You are a person of great influence. If you could inspire a movement that would bring the most amount of good to the most amount of people, what would that be? You never know what your idea can trigger.
I would like to teach people how to nourish themselves. I know it sounds a little cliche, but most of my students honestly don’t know what to eat. In addition to the basics of choosing nutritious food, many people are very far removed from their senses. Intelligent doctors and lawyers will ask me “how do I know if there is enough salt in my food?” (While they are tasting it)! Our industrial food industry has put “experts” in charge of people’s palates, and therefore in charge of their bodies, health, and happiness. I would like to start a movement which teaches people how to listen to what their bodies need, and their senses crave so that they can take back the pleasure of eating again and be in control of their health. Once that is accomplished, I would like to transmit the joy and therapeutic benefits that cooking and baking can give. I would like to inspire people to really enjoy cooking, baking, and sharing food with others — so much so that it becomes an integral part of their life — the way that it is in the Mediterranean region.
Some of the biggest names in Business, VC funding, Sports, and Entertainment read this column. Is there a person in the world, or in the US with whom you would love to cook for and why?

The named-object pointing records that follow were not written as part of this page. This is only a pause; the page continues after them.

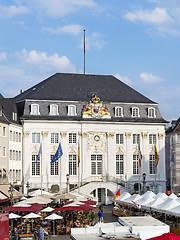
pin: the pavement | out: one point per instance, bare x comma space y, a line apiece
107, 216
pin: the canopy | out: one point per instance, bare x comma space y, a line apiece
166, 236
32, 215
13, 216
47, 209
54, 216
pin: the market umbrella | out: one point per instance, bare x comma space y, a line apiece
13, 216
47, 209
54, 217
166, 236
32, 215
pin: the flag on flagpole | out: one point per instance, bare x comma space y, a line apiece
39, 153
58, 154
117, 195
156, 156
140, 155
172, 159
78, 154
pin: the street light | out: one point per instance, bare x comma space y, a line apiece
67, 177
28, 187
144, 181
11, 190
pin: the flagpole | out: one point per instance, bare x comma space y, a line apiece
84, 50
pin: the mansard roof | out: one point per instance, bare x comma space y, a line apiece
80, 87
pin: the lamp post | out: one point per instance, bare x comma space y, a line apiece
11, 190
144, 181
28, 187
67, 177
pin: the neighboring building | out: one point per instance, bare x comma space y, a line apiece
103, 120
173, 156
10, 143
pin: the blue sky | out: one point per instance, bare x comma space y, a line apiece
134, 40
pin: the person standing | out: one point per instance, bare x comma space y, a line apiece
41, 233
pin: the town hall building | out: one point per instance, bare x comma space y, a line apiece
100, 126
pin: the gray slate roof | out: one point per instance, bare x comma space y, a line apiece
80, 87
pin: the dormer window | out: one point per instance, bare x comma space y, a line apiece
53, 110
72, 110
151, 112
118, 111
35, 109
135, 112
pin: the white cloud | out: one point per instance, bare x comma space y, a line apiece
155, 16
73, 29
12, 11
3, 56
124, 79
42, 61
150, 78
60, 8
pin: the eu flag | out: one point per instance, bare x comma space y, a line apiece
58, 154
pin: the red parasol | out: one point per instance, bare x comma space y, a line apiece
166, 236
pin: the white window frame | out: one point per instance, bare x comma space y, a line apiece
151, 112
119, 164
35, 171
72, 138
35, 109
72, 164
119, 112
54, 110
96, 164
72, 110
152, 139
151, 164
119, 138
135, 112
35, 137
54, 167
135, 164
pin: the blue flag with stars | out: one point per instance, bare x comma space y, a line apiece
58, 154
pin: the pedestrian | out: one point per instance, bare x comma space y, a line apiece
100, 214
41, 233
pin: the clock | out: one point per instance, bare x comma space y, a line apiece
96, 138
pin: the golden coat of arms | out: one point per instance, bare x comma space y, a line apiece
95, 109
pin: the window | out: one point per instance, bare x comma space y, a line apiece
54, 137
10, 154
35, 137
135, 112
151, 164
14, 116
151, 113
96, 164
54, 167
19, 137
72, 164
35, 109
136, 138
71, 110
119, 164
152, 138
119, 139
135, 164
4, 131
35, 166
118, 111
54, 110
72, 138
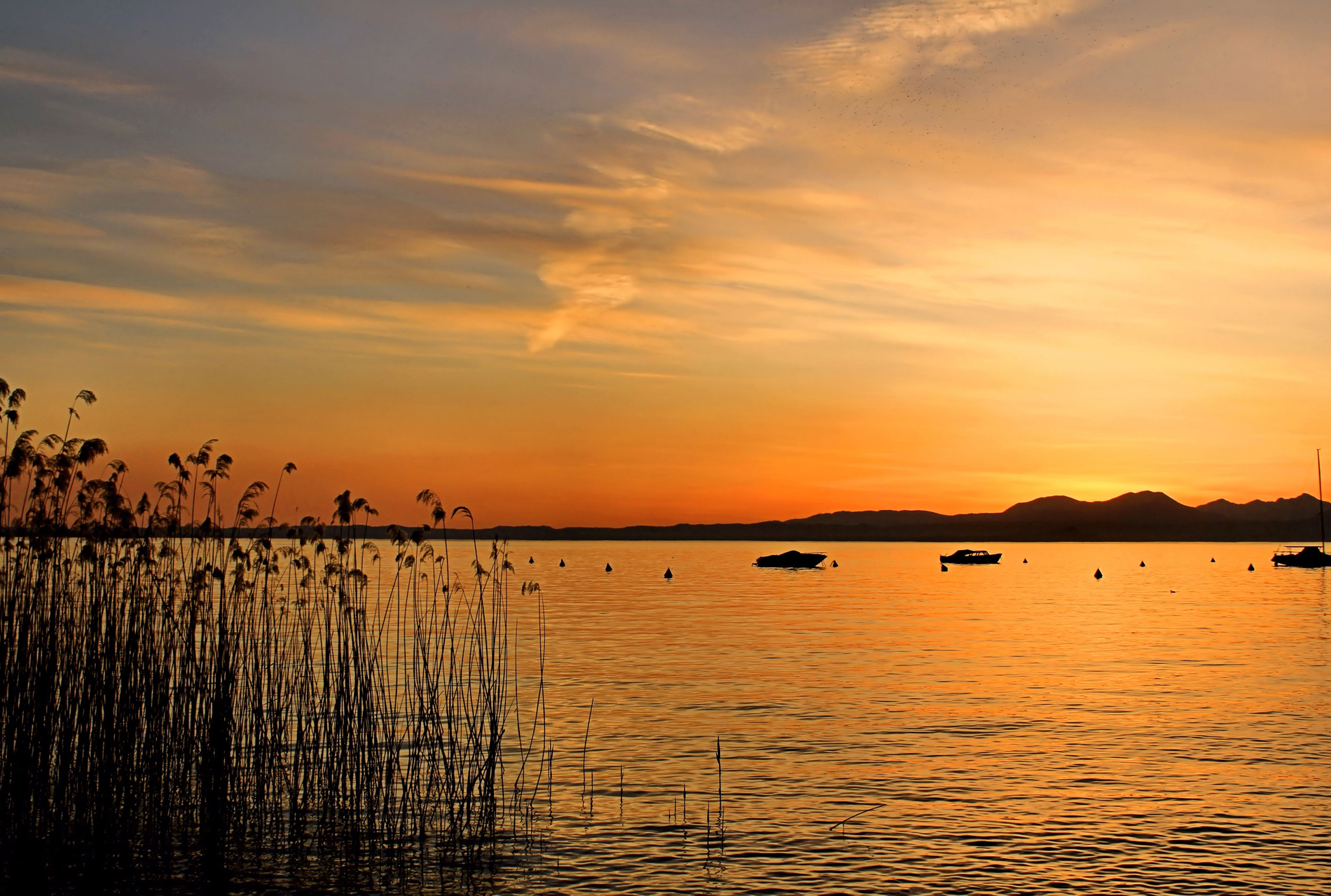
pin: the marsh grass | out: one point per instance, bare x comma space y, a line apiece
179, 702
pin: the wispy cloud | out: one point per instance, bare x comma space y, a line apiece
875, 47
44, 69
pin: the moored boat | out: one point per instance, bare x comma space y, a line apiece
967, 556
791, 561
1306, 557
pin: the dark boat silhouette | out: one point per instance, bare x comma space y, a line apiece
967, 556
791, 561
1306, 556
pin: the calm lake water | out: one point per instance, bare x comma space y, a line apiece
1012, 729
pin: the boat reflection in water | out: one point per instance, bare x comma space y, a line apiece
967, 556
791, 561
1307, 558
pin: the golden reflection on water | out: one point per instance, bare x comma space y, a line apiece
1025, 727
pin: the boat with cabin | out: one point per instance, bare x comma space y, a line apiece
791, 561
1307, 557
967, 556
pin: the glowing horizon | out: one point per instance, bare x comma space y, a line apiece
602, 264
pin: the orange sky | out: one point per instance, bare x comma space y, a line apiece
591, 263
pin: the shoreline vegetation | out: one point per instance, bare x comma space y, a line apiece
181, 703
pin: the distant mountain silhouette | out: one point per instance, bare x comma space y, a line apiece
1133, 517
1282, 509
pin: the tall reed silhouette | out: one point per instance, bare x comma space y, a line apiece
186, 694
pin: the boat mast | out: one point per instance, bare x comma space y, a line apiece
1322, 513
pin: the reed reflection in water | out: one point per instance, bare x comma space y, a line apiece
1024, 727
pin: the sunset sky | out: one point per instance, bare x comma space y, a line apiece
649, 263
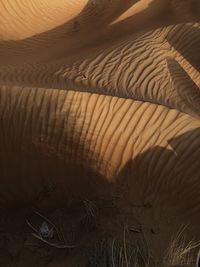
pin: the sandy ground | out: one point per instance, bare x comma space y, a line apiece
94, 229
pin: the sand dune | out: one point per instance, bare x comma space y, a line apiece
99, 133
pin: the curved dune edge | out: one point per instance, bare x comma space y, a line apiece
118, 177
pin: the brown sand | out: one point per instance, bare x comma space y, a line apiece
105, 216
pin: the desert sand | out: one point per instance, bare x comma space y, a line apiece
99, 133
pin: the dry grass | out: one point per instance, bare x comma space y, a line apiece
180, 251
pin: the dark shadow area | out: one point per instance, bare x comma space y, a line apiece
132, 219
186, 42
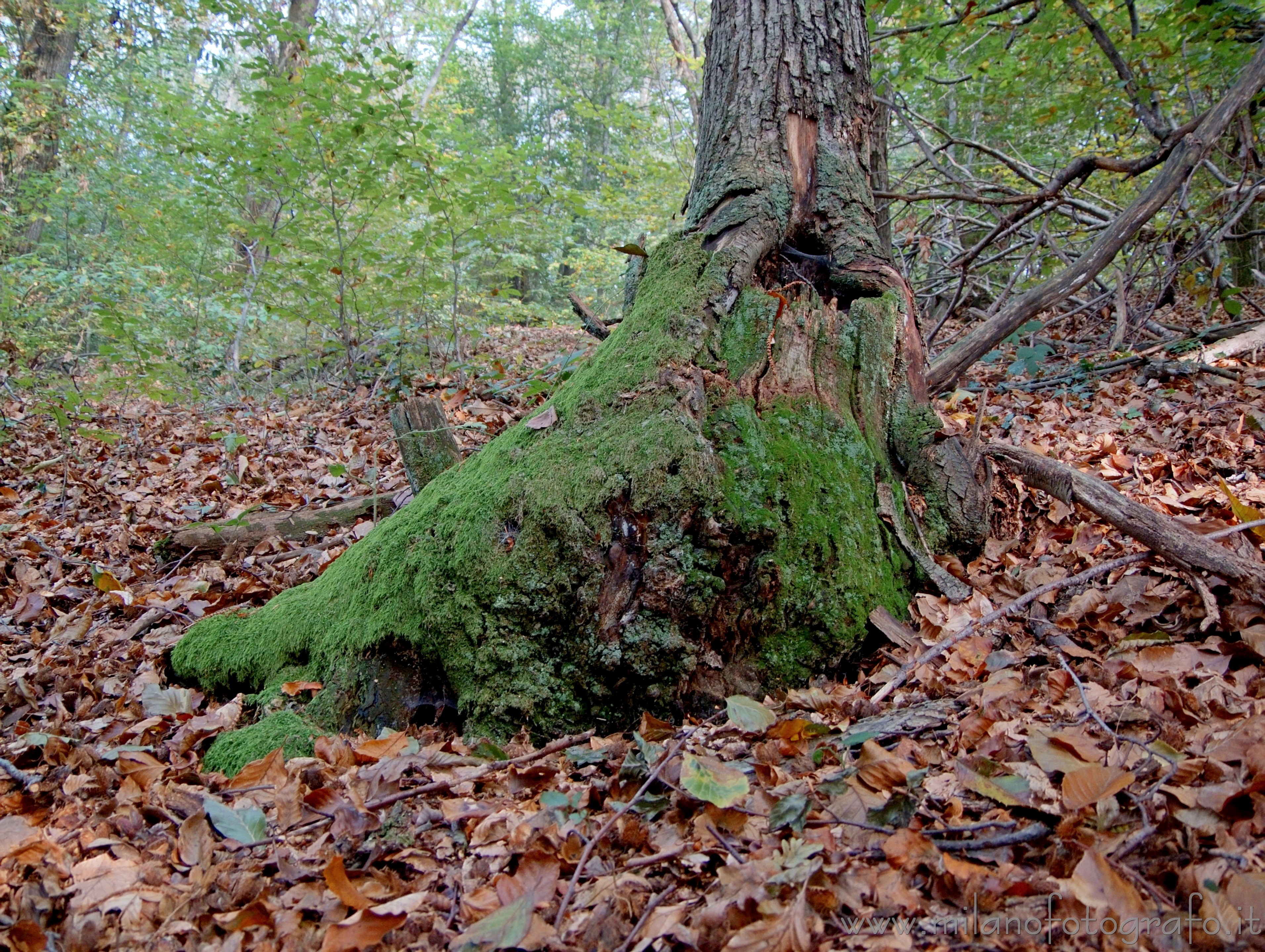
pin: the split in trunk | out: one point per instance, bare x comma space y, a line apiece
703, 518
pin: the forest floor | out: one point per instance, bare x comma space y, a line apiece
1107, 748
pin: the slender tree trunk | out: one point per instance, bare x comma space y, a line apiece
697, 511
32, 124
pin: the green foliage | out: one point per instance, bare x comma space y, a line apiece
219, 220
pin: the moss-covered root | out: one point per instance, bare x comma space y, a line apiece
284, 729
678, 534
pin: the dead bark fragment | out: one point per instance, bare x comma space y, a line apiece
250, 529
589, 319
1159, 534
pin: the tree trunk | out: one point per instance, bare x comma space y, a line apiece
697, 516
32, 123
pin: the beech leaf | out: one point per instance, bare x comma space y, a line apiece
343, 888
790, 812
543, 421
712, 781
361, 930
246, 826
505, 929
749, 715
1091, 784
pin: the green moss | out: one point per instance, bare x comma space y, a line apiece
488, 583
236, 749
801, 478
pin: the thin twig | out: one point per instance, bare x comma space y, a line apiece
20, 775
610, 825
1009, 609
436, 787
1034, 831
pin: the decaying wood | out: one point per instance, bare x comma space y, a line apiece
957, 589
1009, 609
1159, 534
252, 528
427, 443
897, 632
1242, 344
589, 319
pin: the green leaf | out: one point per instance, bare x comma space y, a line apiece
233, 443
486, 750
246, 826
749, 715
790, 812
1007, 789
708, 779
837, 784
505, 929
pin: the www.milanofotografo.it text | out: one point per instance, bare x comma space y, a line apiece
1093, 922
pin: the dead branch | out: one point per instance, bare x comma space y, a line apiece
1009, 609
251, 529
588, 318
1160, 534
1186, 156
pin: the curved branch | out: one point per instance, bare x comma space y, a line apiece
1186, 156
1150, 115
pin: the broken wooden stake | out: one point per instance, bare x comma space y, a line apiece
427, 443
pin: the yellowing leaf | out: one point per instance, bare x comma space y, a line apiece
255, 915
1007, 789
505, 929
1091, 784
1243, 511
708, 779
789, 932
104, 580
381, 749
749, 715
343, 888
294, 688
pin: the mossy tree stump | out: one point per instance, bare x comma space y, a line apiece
425, 440
703, 518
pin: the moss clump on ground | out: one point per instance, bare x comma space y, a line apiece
284, 729
755, 532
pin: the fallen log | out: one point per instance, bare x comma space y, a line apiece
253, 528
1160, 534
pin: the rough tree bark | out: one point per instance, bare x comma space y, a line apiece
703, 515
32, 119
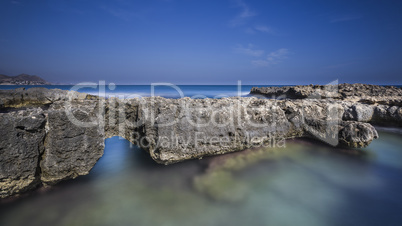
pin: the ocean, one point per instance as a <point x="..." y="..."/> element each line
<point x="306" y="183"/>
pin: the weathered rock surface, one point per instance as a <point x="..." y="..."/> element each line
<point x="381" y="105"/>
<point x="52" y="135"/>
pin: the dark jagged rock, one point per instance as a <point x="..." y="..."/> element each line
<point x="361" y="92"/>
<point x="381" y="105"/>
<point x="53" y="135"/>
<point x="21" y="144"/>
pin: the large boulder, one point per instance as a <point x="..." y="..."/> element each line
<point x="21" y="145"/>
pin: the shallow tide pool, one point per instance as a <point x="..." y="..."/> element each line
<point x="303" y="184"/>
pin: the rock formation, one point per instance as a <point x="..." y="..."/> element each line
<point x="52" y="135"/>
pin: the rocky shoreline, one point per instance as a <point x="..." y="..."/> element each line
<point x="52" y="135"/>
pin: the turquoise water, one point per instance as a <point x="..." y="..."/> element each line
<point x="303" y="184"/>
<point x="169" y="91"/>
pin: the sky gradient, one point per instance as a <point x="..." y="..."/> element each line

It is an honor and a privilege for me to cook for others, and it would not give me more pleasure to cook for one human being over another. I am grateful for the clients and loved ones that I cook for on a regular basis. I have had the opportunity to cook for many world leaders, as well as the opportunity to create menus for them. I enjoy planning the menus of politically important and historical events because I believe that it allows me to “set the stage” for the discussions that follow.